Wednesday, April 27, 2022

The Hours (Stephen Daldry, 2002)

Based on Michael Cunningham's Pulitzer Prize-winning novel, The Hours has a pretty big problem at its core. Two stories spin out from an account of Virginia Woolf (Nicole Kidman in an Oscar-winning performance) writing Mrs. Dalloway and, like so many films about authors, neither screenwriter David Hare nor director Stephen Daldry provide much insight into Woolf's style or even the toil of writing. This fatal-for-some shortcoming is compounded by a further conceit dictating that each story plays out over a single day (despite a brief depiction of Woolf's suicide which frames the film). Would I could pump out even a blog post within 24 hours.

But if you can forgive these limitations (and again, I grant that it will be impossible for many viewers), The Hours is surprisingly moving, in more ways than one, for a project that threatens the most ponderous Oscar-mongering.

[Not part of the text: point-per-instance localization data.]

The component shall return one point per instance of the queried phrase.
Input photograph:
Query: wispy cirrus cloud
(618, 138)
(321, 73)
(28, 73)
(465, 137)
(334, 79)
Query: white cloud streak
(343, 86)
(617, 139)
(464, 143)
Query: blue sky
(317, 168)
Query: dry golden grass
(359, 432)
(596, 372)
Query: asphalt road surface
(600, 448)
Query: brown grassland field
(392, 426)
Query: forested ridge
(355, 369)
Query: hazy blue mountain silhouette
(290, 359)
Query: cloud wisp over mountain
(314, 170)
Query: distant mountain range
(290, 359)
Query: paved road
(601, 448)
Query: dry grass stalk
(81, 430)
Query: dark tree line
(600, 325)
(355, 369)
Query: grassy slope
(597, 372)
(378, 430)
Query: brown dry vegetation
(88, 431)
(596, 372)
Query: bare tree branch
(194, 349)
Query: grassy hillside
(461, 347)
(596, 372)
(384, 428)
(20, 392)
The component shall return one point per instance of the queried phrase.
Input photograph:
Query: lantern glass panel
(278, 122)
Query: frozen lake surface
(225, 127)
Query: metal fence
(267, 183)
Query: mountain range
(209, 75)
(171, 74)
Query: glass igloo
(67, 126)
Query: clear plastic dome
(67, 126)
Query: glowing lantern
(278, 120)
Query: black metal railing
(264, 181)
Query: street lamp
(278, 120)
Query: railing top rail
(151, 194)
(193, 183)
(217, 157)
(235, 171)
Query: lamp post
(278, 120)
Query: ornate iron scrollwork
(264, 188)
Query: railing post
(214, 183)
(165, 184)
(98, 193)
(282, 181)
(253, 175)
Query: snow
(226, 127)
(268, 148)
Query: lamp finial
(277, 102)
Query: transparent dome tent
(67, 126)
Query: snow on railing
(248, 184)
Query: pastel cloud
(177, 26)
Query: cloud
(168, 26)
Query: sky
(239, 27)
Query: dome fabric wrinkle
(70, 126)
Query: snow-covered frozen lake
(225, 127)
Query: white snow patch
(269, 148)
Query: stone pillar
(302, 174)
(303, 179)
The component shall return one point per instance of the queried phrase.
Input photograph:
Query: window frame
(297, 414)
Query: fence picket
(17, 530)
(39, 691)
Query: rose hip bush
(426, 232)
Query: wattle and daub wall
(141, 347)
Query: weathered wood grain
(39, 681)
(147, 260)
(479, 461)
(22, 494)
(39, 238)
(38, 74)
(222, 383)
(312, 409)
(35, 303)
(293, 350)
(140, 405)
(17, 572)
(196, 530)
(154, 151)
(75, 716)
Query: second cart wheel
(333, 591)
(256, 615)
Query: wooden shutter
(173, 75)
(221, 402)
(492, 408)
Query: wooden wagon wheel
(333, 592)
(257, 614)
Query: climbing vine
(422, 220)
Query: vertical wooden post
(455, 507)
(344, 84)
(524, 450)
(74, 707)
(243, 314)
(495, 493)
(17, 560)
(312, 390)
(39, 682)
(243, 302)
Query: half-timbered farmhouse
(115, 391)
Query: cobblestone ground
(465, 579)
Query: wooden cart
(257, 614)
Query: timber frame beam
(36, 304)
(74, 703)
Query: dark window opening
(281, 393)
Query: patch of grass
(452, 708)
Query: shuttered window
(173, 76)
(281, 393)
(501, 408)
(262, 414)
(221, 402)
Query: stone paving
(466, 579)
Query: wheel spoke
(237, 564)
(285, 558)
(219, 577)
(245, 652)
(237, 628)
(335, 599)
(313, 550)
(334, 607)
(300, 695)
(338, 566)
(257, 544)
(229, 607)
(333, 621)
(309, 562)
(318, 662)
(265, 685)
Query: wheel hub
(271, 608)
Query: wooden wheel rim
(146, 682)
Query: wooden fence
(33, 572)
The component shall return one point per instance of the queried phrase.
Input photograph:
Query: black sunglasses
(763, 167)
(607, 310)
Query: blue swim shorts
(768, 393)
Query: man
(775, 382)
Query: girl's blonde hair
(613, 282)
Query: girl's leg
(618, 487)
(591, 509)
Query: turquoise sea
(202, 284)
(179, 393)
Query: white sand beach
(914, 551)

The other two stories concern a housewife (Julianne Moore) consumed with soon-to-be-specified dread in 1950s Los Angeles and an editor (Meryl Streep) in contemporary Manhattan. Woolf's limning of the quotidian passions and disappointments of lesbian life filter through the latter tales for the kind of trenchantly observed film for grown-ups that seems to have retreated from theatres to the big streamers today. Best of all, Daldry keeps things brisk. Before one trajectory becomes too crusty, he switches to another for a productive middlebrow mental workout. That's no insult. The Hours allows us to think of lesbianism transhistorically and casts welcome doubt on contemporary life as always already more enlightened.

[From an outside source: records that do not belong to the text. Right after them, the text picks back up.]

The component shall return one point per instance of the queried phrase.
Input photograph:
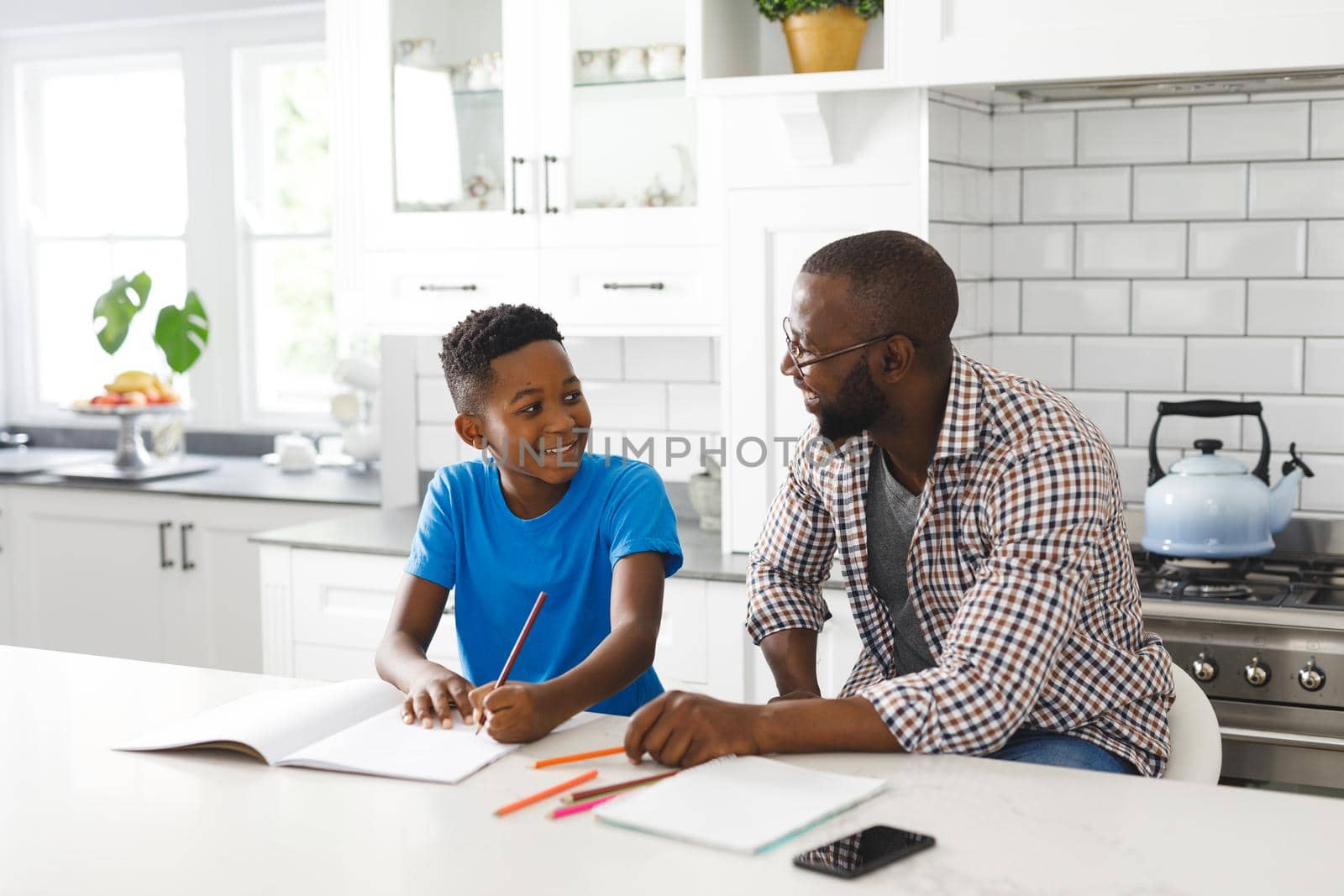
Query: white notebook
(353, 726)
(743, 804)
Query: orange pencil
(517, 647)
(549, 792)
(578, 757)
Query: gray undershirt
(893, 513)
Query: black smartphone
(859, 853)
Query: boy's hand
(434, 694)
(517, 712)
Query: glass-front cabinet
(510, 123)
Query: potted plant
(181, 335)
(823, 35)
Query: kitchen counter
(390, 532)
(235, 477)
(80, 817)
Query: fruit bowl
(127, 409)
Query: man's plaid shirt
(1019, 570)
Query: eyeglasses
(796, 351)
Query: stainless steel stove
(1265, 640)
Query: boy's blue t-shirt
(468, 540)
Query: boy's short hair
(483, 336)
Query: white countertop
(77, 817)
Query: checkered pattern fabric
(1019, 570)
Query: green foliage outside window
(777, 9)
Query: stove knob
(1310, 678)
(1257, 676)
(1203, 668)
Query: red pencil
(517, 647)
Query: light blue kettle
(1210, 506)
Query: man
(980, 532)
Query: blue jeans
(1050, 748)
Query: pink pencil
(578, 808)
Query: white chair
(1196, 743)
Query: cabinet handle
(448, 288)
(654, 285)
(546, 181)
(514, 163)
(186, 563)
(165, 563)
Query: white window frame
(246, 62)
(206, 45)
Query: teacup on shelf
(477, 78)
(591, 66)
(629, 63)
(495, 71)
(667, 60)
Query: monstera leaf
(118, 307)
(183, 332)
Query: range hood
(1178, 86)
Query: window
(198, 150)
(102, 175)
(281, 102)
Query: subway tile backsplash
(1163, 250)
(1132, 136)
(1249, 132)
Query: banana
(134, 382)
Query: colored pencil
(580, 795)
(549, 792)
(517, 647)
(578, 757)
(578, 808)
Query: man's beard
(858, 403)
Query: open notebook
(353, 726)
(745, 804)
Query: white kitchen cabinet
(432, 291)
(976, 42)
(143, 577)
(339, 605)
(669, 291)
(445, 152)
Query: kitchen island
(82, 819)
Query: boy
(595, 532)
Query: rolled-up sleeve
(792, 558)
(1019, 613)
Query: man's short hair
(897, 281)
(483, 336)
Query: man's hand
(517, 711)
(689, 728)
(433, 694)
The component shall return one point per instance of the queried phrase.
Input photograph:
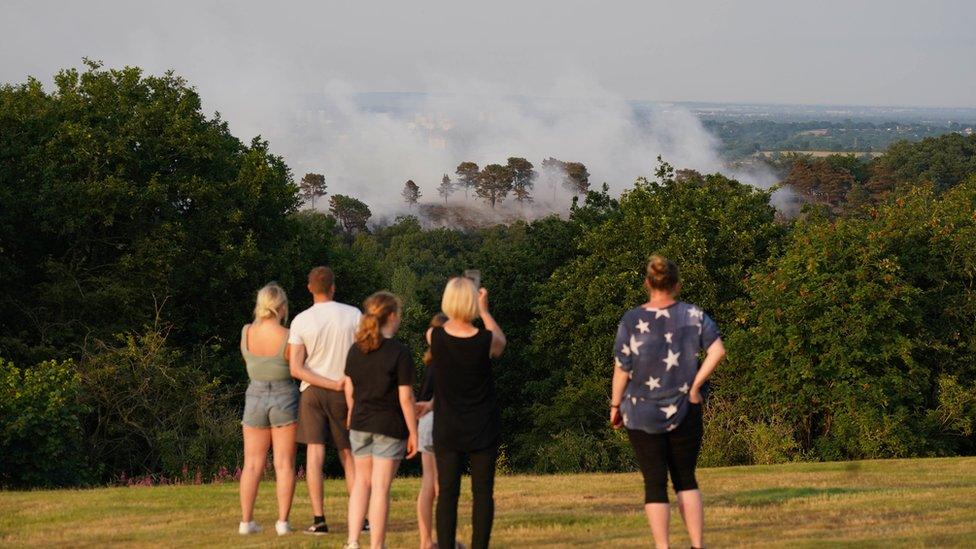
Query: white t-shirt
(327, 330)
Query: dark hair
(321, 280)
(436, 321)
(376, 311)
(662, 273)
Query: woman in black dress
(467, 421)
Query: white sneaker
(283, 527)
(249, 528)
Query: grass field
(926, 502)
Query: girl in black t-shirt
(383, 427)
(467, 420)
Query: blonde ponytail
(271, 298)
(376, 312)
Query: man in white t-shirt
(320, 338)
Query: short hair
(460, 301)
(662, 273)
(321, 280)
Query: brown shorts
(322, 418)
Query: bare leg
(693, 513)
(658, 515)
(425, 500)
(283, 443)
(379, 502)
(314, 460)
(348, 468)
(256, 443)
(359, 497)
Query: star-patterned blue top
(659, 349)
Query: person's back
(263, 349)
(326, 329)
(465, 403)
(320, 338)
(270, 407)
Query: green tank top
(264, 368)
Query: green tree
(312, 186)
(853, 337)
(411, 193)
(352, 213)
(577, 178)
(133, 198)
(944, 161)
(41, 440)
(523, 178)
(446, 188)
(715, 228)
(467, 173)
(821, 181)
(494, 183)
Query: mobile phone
(475, 275)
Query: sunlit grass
(928, 502)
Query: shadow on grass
(772, 496)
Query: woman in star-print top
(657, 394)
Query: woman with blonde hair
(379, 374)
(425, 433)
(467, 420)
(270, 407)
(657, 390)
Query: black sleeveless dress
(466, 414)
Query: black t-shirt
(376, 378)
(466, 414)
(427, 387)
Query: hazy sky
(891, 52)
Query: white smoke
(368, 149)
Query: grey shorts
(425, 433)
(270, 404)
(371, 444)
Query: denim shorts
(371, 444)
(270, 404)
(425, 433)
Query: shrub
(40, 432)
(155, 410)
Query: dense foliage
(134, 231)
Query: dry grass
(925, 502)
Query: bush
(860, 334)
(40, 432)
(576, 451)
(155, 410)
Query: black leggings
(676, 451)
(449, 468)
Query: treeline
(741, 139)
(134, 232)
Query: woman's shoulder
(690, 309)
(635, 312)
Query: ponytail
(436, 322)
(376, 312)
(271, 298)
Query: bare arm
(406, 404)
(619, 384)
(714, 355)
(298, 369)
(348, 389)
(498, 340)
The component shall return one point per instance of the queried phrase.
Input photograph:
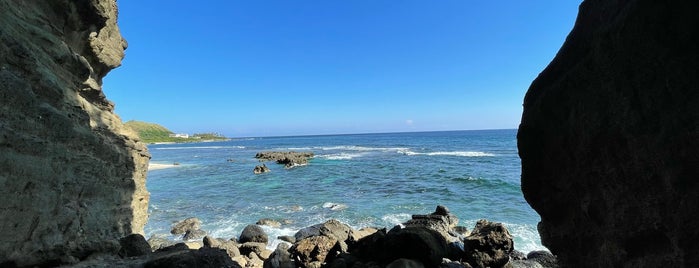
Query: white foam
(334, 206)
(198, 147)
(340, 156)
(456, 153)
(396, 219)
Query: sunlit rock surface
(71, 178)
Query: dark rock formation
(186, 225)
(288, 159)
(489, 245)
(134, 245)
(204, 257)
(260, 169)
(253, 233)
(610, 134)
(72, 179)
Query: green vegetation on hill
(154, 133)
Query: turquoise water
(376, 180)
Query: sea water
(363, 180)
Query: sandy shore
(155, 166)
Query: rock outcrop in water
(610, 134)
(71, 178)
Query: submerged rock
(288, 159)
(189, 224)
(260, 169)
(253, 233)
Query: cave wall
(72, 179)
(609, 138)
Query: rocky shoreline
(432, 240)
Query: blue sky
(268, 68)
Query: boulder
(134, 245)
(260, 169)
(312, 251)
(489, 245)
(545, 258)
(287, 238)
(280, 258)
(157, 242)
(288, 159)
(260, 249)
(269, 222)
(609, 138)
(188, 224)
(253, 233)
(194, 234)
(204, 257)
(441, 221)
(331, 228)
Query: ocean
(364, 180)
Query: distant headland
(154, 133)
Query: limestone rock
(72, 178)
(489, 245)
(253, 233)
(609, 138)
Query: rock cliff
(72, 180)
(610, 134)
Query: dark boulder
(489, 245)
(421, 244)
(189, 224)
(134, 245)
(204, 257)
(194, 234)
(545, 258)
(609, 138)
(253, 233)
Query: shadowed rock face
(610, 134)
(71, 178)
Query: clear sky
(269, 68)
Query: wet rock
(609, 138)
(312, 249)
(288, 159)
(280, 258)
(489, 245)
(260, 249)
(422, 244)
(545, 258)
(253, 233)
(287, 238)
(157, 242)
(134, 245)
(194, 234)
(204, 257)
(331, 228)
(261, 169)
(269, 222)
(405, 263)
(189, 224)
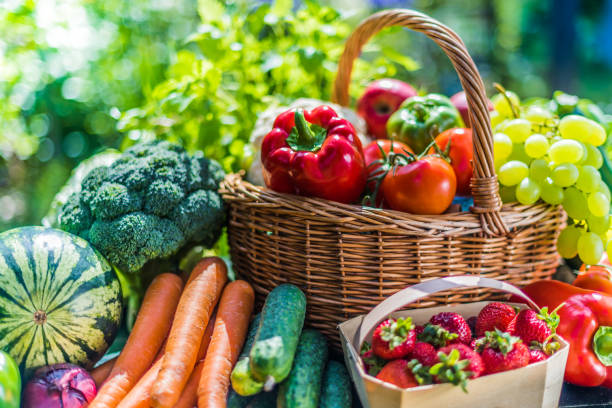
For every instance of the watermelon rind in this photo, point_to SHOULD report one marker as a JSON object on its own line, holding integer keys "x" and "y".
{"x": 60, "y": 300}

There are some crass moments such as when Moore's housewife bolts up from her attempted suicide and proclaims, "I can't!" The fact she did not, in fact, go through with it would have conveyed that information to us quite efficiently. But overall, the game time performances power over the few low points. And for all the accolades thrown at the three principals, the greatest performance here is owned by an unrecognizable-by-me Toni Collette as a fellow housewife trying to sublimate her desire for Moore. In just one scene, she motors through lust, containment, anger, propriety, resignation all while suggesting possibilities for different futures than her tract-home existence allows. 

Fleet, yielding, with a drive unexpected in such prestige items, The Hours is the rare kind of film to give middlebrow a good name.